The structure is very similar to the ENTITY_CREATE and ENTITY_FULL_UPDATE messages, with the following differences:

  • typeName – The name of the type being updated.

  • attribute – The unique attribute name of the entity being updated.

  • attributeValue – The value of the unique attribute.

  • entity – This is a partial EntityDefinition structure with the following fields:

    • id – This is a typical ID structure as seen in an EntityDefinition, but the ID value can be a temporary value and not the actual GUID.

    • values – This is a map whose keys are the attributes of the type that is being updated along with the new values.

Using the typeName, attribute and attributeValue, Atlas can locate the entity that needs to be updated. These parameters are similar to the API parameters described in Update a Subset of Entity Attributes.

Example :

In the following example we update an hbase_table entity with qualifiedNamedefault.webtable@cluster3, and set the isEnabled attribute to false, we can add an ENTITY_PARTIAL_UPDATE message as follows:

{
	"version": {
		"version": "1.0.0"
	},
	"message": {
		"typeName": "hbase_table",
		"attribute": "qualifiedName",
		"entity": {
			"jsonClass": "org.apache.atlas.typesystem.json.InstanceSerialization$_Reference",
			"id": {
				"jsonClass": "org.apache.atlas.typesystem.json.InstanceSerialization$_Id",
				"id": "-1467290566551498000",
				"version": 0,
				"typeName": "hbase_table",
				"state": "ACTIVE"
			},
			"typeName": "hbase_table",
			"values": {
				"isEnabled": false
			},
			"ClassificationNames": [],
			"Classifications": {}
		},
		"attributeValue": "default.webtable@cluster3",
		"type": "ENTITY_PARTIAL_UPDATE",
		"user": "integ_user"
	}
}

ENTITY_DELETE Message

You can use ENTITY_DELETE to deleted an entity.
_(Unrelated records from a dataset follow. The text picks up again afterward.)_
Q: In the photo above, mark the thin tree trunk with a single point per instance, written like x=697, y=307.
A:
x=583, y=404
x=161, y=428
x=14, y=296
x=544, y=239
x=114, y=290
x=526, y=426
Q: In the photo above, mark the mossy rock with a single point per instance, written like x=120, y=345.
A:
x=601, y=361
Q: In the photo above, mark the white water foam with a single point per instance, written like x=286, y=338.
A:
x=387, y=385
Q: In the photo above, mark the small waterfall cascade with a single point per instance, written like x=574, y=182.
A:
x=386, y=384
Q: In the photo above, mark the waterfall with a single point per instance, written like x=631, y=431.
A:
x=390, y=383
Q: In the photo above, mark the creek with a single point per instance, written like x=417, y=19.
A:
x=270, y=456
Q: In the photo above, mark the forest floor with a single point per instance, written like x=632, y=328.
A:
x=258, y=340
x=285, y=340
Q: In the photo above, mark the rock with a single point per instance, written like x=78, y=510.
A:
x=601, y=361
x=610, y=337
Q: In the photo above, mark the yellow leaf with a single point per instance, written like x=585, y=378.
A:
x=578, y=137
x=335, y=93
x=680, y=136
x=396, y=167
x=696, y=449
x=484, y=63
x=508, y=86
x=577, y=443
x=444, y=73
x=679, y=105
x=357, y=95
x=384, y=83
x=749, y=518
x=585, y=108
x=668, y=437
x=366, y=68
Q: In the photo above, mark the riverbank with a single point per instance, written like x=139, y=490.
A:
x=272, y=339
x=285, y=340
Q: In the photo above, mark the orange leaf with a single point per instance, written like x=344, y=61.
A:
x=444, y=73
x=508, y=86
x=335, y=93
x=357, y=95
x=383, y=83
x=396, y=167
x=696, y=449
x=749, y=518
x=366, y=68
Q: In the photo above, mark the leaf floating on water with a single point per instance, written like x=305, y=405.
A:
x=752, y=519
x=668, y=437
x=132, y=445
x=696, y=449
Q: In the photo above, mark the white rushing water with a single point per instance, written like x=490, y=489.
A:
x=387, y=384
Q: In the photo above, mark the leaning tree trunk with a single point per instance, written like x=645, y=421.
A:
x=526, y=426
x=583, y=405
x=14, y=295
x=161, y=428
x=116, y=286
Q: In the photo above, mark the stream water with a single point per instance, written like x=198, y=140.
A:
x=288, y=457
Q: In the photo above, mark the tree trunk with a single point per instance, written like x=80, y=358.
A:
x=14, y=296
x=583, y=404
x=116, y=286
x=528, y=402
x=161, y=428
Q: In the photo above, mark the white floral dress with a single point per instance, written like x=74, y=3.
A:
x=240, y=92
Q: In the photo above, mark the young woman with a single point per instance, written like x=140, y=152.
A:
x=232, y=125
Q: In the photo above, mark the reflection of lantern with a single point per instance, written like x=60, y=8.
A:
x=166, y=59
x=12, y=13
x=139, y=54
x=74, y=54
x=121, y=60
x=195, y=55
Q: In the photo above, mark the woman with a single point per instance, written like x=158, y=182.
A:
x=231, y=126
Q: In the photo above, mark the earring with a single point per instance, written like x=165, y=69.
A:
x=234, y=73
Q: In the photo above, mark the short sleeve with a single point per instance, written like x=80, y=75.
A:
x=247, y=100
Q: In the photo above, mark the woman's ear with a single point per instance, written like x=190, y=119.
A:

This message has the following structure:

{
	"version": {
		"version": version_string
	},
	"message": {
		"typeName": type_name,
		"attribute": unique_attribute_name,
		"attributeValue": unique_attribute_value,
		"type": "ENTITY_DELETE",
		"user": user_name
	}
}

The message structure is a subset of the ENTITY_PARTIAL_UPDATE structure.

  • typeName – The type name of the entity being deleted.

  • attribute – The unique attribute name of the type being deleted.

  • attributeValue – The value of the unique attribute of the type being deleted.

Note that these three attributes form the key through which Atlas can identify an entity to delete, similar to how it can reference an entity for a partial update.

Example :

The following message can be used to delete a hbase_table with a qualifiedName of default.webtable@cluster3.

{
	"version": {
		"version": "1.0.0"
	},
	"message": {
		"typeName": "hbase_table",
		"attribute": "qualifiedName",
		"attributeValue": "default.webtable@cluster3",
		"type": "ENTITY_DELETE",
		"user": "integ_user"
	}
}